Ultimately, Linkerd significantly improved things from a technology and business standpoint. “We had just begun conversations with Barclays and needed to prove we could scale to meet their needs. Linkerd gave us the confidence to adopt a scalable cloud-based infrastructure knowing it would be reliable — any network instability was now handled by Linkerd. This in turn allowed us to agree to a latency and success-rate-based SLA. Linkerd was the right place in the stack for us to monitor internal SLOs and track the performance of our software stack,” continued Swarbrick.

The Bink team didn’t want to grow an on-prem infrastructure or refactor their code to deploy retry logic. Linkerd provided the needed metrics to achieve this quickly while aiding them in tracking down platform bottlenecks in a cloud native environment.

The power of cloud native

Looking at the entire stack, cloud native technologies — and CNCF projects, in particular  — enabled Bink to build a cloud-agnostic platform that scales as needed whilst allowing them to keep a close eye on performance and stability. “We’ve tested our platform at load and can perform full disaster recovery in under 15 minutes, recover easily from transitory network issues, and are able to perform root cause analysis of problems quickly and efficiently,” explained Swarbrick. 

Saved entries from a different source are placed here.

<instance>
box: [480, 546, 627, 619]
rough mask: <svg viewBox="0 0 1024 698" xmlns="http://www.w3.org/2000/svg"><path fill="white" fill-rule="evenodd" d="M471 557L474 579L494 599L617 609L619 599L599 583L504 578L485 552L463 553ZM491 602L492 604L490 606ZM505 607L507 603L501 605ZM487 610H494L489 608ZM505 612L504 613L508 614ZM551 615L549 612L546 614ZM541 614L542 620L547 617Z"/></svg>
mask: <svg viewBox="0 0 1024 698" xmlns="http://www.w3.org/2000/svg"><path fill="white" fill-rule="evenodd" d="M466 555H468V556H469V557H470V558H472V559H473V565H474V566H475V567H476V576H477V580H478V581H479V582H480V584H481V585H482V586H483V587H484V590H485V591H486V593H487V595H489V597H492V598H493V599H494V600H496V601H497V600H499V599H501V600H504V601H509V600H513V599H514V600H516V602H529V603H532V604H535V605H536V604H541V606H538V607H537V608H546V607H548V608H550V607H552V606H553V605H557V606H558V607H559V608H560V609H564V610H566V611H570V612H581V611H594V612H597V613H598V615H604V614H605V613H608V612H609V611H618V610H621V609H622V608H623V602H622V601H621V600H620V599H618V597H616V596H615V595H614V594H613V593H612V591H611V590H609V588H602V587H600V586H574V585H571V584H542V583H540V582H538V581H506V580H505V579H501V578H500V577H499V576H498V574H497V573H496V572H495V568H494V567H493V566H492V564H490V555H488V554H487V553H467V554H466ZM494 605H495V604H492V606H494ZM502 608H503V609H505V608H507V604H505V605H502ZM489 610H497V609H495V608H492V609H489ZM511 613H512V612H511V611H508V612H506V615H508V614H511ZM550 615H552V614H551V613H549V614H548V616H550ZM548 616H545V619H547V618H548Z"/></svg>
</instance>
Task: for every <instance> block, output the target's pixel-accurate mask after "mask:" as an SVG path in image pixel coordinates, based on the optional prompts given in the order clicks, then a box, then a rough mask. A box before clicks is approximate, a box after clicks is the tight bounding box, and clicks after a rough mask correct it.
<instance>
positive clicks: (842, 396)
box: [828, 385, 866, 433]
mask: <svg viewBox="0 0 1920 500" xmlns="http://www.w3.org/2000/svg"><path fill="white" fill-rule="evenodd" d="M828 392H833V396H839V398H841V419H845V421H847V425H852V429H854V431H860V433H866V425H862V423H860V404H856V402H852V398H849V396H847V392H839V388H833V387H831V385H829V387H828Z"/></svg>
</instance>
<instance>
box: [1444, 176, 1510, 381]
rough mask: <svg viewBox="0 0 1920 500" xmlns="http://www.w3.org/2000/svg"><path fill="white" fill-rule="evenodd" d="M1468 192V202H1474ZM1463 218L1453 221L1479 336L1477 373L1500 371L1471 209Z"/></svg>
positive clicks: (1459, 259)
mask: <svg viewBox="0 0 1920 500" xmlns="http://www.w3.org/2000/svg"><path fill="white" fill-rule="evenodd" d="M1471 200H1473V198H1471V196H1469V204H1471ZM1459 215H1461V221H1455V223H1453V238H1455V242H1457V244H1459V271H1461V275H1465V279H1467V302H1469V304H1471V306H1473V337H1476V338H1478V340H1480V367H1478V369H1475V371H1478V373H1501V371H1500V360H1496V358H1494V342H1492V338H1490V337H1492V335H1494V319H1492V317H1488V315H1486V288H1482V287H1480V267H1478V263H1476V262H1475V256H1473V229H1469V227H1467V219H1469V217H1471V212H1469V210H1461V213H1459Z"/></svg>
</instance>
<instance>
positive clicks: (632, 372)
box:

Ready to shake up UK banking and loyalty programs

Bink had to rapidly grow and mature their infrastructure to meet banking security, stability, and throughput requirements. Cloud native technologies enabled them to confidently support and monitor contractual SLA and internal SLO requirements. This positioned Bink well to capitalize on the retail space opening back up and helping retailers enable payment-linked loyalty in partnership with some of the biggest names in UK banking.